From 2001-2009, Jain served as Dean of the Kellogg School, bringing more than 20 years of experience in management and education to his position at the school's helm.
Prior to his appointment as Dean, he served as the Associate Dean of Academic Affairs for five years and worked closely with former Kellogg School Dean Donald P. Jacobs to set the agenda for the school's curriculum, faculty and research activities.
Dean Jain's areas of research include the marketing of high-tech products; market segmentation and competitive market structure analysis; cross-cultural issues in global product diffusion; new product diffusion; and forecasting models.
He has had more than 50 articles published in leading academic journals. Dean Jain teaches courses on marketing research, new products and services, and statistical models in marketing.

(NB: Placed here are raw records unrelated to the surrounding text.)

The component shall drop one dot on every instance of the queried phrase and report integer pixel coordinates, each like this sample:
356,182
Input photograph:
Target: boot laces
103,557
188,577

His was educated in Tezpur in Assam. He went on to earn his bachelor's degree in mathematics and statistics in 1976 and his master's degree in mathematical statistics in 1978 from Gawahati University in India. He taught at Gawahati for the next five years before leaving for Dallas to pursue his PhD in marketing at the University of Texas.
Ajay Patel
Ajay Patel was interim dean and dean of the Babcock Graduate School of Management from 2003-2008. Patel joined Wake Forest University in 1993. While at Wake Forest, he has served as Associate Dean for Faculty and Alumni Affairs (2002-2003) and then Interim Dean and Dean (2003-2008) of the Babcock Graduate School of Management.
Patel's work has been widely published in scholarly journals and has won four awards from academic associations and two from practitioner associations.
During his tenure at the Babcock School, he has won numerous professional awards and teaching honours. In 1997 and 2000, Patel was honored with the Outstanding Faculty Award for the Babcock School's Charlotte evening MBA programme.